Caught and tagged off Ocean City, Maryland, and named for an Ohio elementary school, a fast tracking, young mako shark, dubbed “St. Marys”, is visiting the waters off Halifax today.
The five-and-a-half-foot juvenile male shark is among 35 mako sharks satellite tagged and being tracked by scientists from the Guy Harvey Research Institute (GHRI) at Nova Southeastern University. The institute began tagging mako sharks in 2009 to study their migratory patterns and now undertakes expeditions worldwide to study them. The school's marine experts have tagged mako sharks as far away as Mexico and New Zealand. In addition to makos, GHRI and Save Our Seas Shark Research Center scientists are also tracking tiger, oceanic white tip and sand tiger sharks, as well as blue and white marlin.
St. Marys, caught and tagged on May 17, 2014, has traveled over 2,100 miles (3,500 km) since it was released off Maryland, according to Dr.
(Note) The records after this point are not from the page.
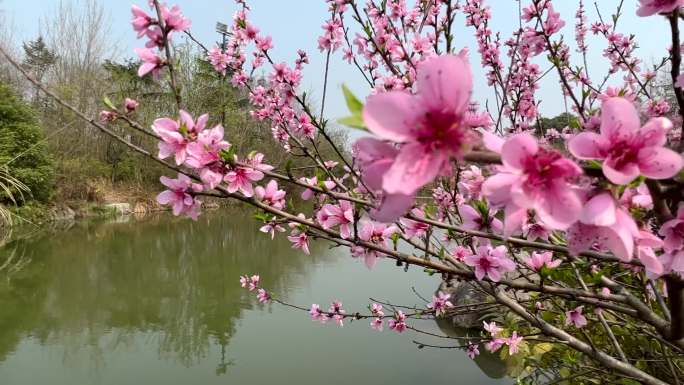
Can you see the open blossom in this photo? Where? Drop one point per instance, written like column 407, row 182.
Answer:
column 376, row 324
column 271, row 195
column 513, row 341
column 375, row 158
column 495, row 344
column 606, row 225
column 151, row 62
column 626, row 148
column 204, row 155
column 429, row 124
column 179, row 197
column 341, row 214
column 533, row 177
column 474, row 220
column 107, row 116
column 130, row 105
column 249, row 283
column 470, row 184
column 300, row 241
column 219, row 60
column 174, row 19
column 651, row 7
column 376, row 309
column 575, row 317
column 271, row 228
column 337, row 312
column 241, row 179
column 313, row 182
column 646, row 246
column 398, row 323
column 141, row 20
column 317, row 314
column 440, row 303
column 263, row 296
column 537, row 261
column 673, row 231
column 492, row 328
column 460, row 253
column 490, row 262
column 376, row 233
column 177, row 134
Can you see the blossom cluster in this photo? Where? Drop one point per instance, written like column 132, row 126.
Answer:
column 497, row 183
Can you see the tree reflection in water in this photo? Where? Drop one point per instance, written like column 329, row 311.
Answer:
column 101, row 285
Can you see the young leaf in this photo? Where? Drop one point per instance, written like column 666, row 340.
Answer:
column 353, row 103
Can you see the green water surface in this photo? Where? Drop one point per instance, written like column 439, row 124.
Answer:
column 157, row 301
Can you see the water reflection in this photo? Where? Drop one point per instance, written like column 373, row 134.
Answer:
column 161, row 294
column 173, row 277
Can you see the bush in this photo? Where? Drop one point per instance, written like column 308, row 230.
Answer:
column 23, row 150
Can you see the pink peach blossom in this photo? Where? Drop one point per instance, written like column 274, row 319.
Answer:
column 575, row 317
column 271, row 195
column 177, row 134
column 537, row 261
column 179, row 197
column 341, row 215
column 651, row 7
column 375, row 158
column 151, row 62
column 490, row 262
column 429, row 124
column 626, row 148
column 535, row 178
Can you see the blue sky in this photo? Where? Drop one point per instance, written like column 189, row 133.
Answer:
column 295, row 24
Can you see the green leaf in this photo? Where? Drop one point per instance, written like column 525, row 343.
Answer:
column 542, row 348
column 108, row 103
column 355, row 121
column 355, row 106
column 353, row 103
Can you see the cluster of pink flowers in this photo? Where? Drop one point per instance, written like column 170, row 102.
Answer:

Mahmood Shivji, Director of Nova Southeastern University’s GHRI and Save our Seas Research Center. Shivji said his researchers have special interest in understanding mako shark migratory behavior because this information is essential for proper fisheries management of this internationally roving species.
The public can follow St. Marys and other shark movements in near real-time courtesy of an interactive site set up by GHRI
The website is an educational outreach component of the institute’s quest to study shark and billfish long-distance migration patterns, with the ultimate goal being to better understand and protect them, as some species are threatened or endangered.